Y A R G I T A Y K A R A R I

Davacı; avukat olduğunu, davalı şirket tarafından hukuki işlemlerinin takip edilmesi amacı ile 27.03.2009 tarihinde vekil olarak tayin edildiğini, davalıyı çok sayıda dosyada ve hukuki işlemde vekil olarak temsil ettiğini, vekalet ücreti ödememek amacıyla davalıyı temsil ettiği İzmir 3. Asliye Ticaret Mahkemesinin 2009/322 Esas sayılı dava dosyasının karar celsesinden hemen önce 18.10.2010 tarihinde haksız olarak azledildiğini, vekalet ücreti alacağının ödenmediğini ileri sürerek, fazlaya ilişkin hakları saklı kalmak kaydı ile şimdilik 10.000,00 TL'nin yasal faizi ile birlikte davalı taraftan tahsiline karar verilmesini istemiştir.

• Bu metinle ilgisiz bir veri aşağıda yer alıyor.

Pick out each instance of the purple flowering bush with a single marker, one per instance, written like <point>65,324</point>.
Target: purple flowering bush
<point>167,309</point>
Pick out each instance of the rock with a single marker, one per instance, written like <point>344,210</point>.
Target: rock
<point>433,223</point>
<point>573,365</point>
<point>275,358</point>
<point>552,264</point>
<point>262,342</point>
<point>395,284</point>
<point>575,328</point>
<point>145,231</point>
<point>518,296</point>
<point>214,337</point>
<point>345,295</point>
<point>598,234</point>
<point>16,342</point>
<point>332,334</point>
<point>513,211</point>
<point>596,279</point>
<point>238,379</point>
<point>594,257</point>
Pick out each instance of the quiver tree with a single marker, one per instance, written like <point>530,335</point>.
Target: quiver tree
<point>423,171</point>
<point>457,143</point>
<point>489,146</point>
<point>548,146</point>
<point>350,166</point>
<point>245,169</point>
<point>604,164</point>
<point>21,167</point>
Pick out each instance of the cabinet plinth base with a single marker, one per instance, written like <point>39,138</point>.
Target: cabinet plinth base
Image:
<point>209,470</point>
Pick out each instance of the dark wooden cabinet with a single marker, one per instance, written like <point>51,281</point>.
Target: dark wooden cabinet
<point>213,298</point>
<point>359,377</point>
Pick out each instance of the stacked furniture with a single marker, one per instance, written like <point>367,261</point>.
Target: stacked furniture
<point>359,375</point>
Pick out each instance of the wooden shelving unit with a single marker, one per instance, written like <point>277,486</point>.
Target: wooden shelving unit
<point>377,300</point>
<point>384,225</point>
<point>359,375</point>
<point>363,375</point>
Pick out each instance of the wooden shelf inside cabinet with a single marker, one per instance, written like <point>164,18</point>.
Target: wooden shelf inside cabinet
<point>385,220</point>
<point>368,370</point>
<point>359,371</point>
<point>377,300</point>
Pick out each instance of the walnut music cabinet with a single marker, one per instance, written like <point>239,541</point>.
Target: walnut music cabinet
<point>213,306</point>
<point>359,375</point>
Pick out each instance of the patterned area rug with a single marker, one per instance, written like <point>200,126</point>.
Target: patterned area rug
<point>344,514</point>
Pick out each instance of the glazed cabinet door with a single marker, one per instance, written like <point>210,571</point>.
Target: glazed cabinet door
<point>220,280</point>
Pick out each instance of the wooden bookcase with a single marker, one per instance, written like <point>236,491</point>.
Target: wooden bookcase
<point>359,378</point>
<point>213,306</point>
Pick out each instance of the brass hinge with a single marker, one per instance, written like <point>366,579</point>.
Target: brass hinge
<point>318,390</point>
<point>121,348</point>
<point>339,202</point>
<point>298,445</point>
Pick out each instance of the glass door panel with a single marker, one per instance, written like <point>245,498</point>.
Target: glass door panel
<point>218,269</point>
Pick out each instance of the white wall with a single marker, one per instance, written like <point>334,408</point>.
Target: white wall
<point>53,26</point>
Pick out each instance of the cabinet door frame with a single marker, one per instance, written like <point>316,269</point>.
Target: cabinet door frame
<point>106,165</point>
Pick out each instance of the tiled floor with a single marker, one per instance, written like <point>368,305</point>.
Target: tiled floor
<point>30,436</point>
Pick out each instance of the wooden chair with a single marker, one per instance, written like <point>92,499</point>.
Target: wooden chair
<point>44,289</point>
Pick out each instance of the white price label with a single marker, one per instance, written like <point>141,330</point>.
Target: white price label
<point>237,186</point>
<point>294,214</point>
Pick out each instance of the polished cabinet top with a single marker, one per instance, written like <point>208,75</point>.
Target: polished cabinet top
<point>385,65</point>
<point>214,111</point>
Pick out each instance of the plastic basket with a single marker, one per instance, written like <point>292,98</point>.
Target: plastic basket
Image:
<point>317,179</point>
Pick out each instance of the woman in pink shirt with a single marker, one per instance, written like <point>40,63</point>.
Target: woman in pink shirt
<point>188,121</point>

Davalı; davacı avukatın haklı sebeplerle azledildiğini, bu nedenle ücret talep edilemeyeceğini, davacının ihtarnameye rağmen kendilerine ait belge ve evrak asıllarını iade etmediğini, yine kendilerinin bilgi ve talimatı olmadan 350.000,00 TL bedelli çeke ilişkin başlatılan takipten feragat ettiğini, başka bir çeke ilişkin sorumlular hakkında karşılıksız çek keşide etmek suçundan savcılığa şikayette bulunmadığını, aynı çekle ile ilgili mahkeme huzurunda söz konusu çekin teminat çeki olduğuna ilişkin aleyhlerine beyanda bulunduğunu, davalar ve takiplerle ilgili kendilerine bilgi vermediğini, ödenen ücretlere ilişkin makbuz kesmediğini savunarak, asıl davanın reddini dilemiş; karşı davada ise, davacı-karşı davalının özensiz davranışları sebebi ile uğranılan zarar sebebiyle şimdilik 20.000,00 TL’nin azil tarihinden itibaren işleyecek yasal faizi ile birlikte davacı-karşı davalıdan tahsiline karar verilmesini istemiştir.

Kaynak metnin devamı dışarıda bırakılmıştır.